Sunday, 25 April 2010

Streaming data from MySQL

How do we stream data from MySQL? Traditionally, developers have thought that they can simply use their API's cursor-equivalent object (e.g. resultset) and move through the results.

Unfortunately, this does not do streaming in most cases. Normally most client libraries (which call mysql_store_result) will read the entire result into memory, and you're just going through an already-in-memory data set. This will fail if it doesn't fit in memory.

Enter mysql_use_result - if your library can use this instead of mysql_store_result, you can then skip through the records without needing to keep them all in ram at once.

However, there is some bad news - while going through a result set in mysql_use_result, you can't do any OTHER queries on the connection. An attempt to do so generally violates MySQL's protocol and fails. So if you need to do other queries while you're processing the large data set, you should open another connection.

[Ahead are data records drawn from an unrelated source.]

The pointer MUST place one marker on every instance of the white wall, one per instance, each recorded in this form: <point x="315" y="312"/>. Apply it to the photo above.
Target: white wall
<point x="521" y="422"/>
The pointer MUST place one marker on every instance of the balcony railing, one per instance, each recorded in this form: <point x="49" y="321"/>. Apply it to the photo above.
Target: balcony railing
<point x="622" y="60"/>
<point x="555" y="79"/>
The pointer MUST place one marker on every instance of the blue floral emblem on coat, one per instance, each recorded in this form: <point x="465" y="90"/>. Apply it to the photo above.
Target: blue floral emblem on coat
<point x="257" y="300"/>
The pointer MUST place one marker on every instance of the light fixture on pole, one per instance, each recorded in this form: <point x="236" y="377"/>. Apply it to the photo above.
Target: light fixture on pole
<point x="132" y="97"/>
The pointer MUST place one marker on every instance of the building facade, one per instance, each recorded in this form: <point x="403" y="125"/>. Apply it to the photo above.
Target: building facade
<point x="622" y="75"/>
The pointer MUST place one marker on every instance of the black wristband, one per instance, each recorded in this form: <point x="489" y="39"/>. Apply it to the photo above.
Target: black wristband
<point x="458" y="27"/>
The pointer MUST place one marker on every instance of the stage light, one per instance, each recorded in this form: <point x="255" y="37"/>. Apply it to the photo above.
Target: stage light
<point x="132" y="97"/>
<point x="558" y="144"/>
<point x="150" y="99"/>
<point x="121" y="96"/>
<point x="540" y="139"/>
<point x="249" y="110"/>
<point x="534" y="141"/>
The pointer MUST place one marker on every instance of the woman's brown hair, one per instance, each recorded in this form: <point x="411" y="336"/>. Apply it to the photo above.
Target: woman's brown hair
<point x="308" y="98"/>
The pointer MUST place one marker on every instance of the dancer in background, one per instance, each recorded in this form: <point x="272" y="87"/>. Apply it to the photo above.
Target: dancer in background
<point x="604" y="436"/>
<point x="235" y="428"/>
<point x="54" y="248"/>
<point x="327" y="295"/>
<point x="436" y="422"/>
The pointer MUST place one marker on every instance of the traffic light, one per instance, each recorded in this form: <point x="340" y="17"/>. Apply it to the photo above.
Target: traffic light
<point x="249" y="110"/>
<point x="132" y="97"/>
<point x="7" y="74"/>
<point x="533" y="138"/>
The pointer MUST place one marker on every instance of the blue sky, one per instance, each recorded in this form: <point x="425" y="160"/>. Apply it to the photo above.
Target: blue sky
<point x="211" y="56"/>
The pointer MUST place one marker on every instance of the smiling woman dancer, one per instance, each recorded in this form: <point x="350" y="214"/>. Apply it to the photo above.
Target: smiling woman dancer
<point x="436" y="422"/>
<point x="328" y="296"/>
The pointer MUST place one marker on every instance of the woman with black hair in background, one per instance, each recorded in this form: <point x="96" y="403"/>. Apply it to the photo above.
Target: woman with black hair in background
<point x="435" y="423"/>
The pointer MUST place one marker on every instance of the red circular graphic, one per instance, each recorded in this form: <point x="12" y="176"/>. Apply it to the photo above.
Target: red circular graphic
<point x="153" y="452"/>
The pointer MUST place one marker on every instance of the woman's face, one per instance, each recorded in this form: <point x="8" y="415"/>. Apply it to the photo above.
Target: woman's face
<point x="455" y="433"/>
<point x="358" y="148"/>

We've found that in Perl DBI, mysql_use_result performs significantly worse on small data sets (i.e. ones which fit in ram, say 100M - 1G) than mysql_store_result (which is used by default). It seems that a lot more requests need to be done into the libraries from Perl.

Enter HANDLER. This is basically an SQL-level object which behaves a bit like a server-side cursor would in some other databases. You can have multiple handlers open on the same connection, and can do other operations while a handler is open. The disadvantage: it cannot be used for arbitrary queries. Only table and index scans of a single table can be done - no joins or sorting. And the client needs to know a bit about the table to choose the best method - the optimiser doesn't get involved.

However, in the cases where a lot of data are likely to be returned, we can either not require joins, or do joins on the client-side - if there are small "dimension tables" that can be held in-memory on the client.

None of this is great of course, it would be better if mysql actually supported server-side cursors. Unfortunately it doesn't (except in stored procedures).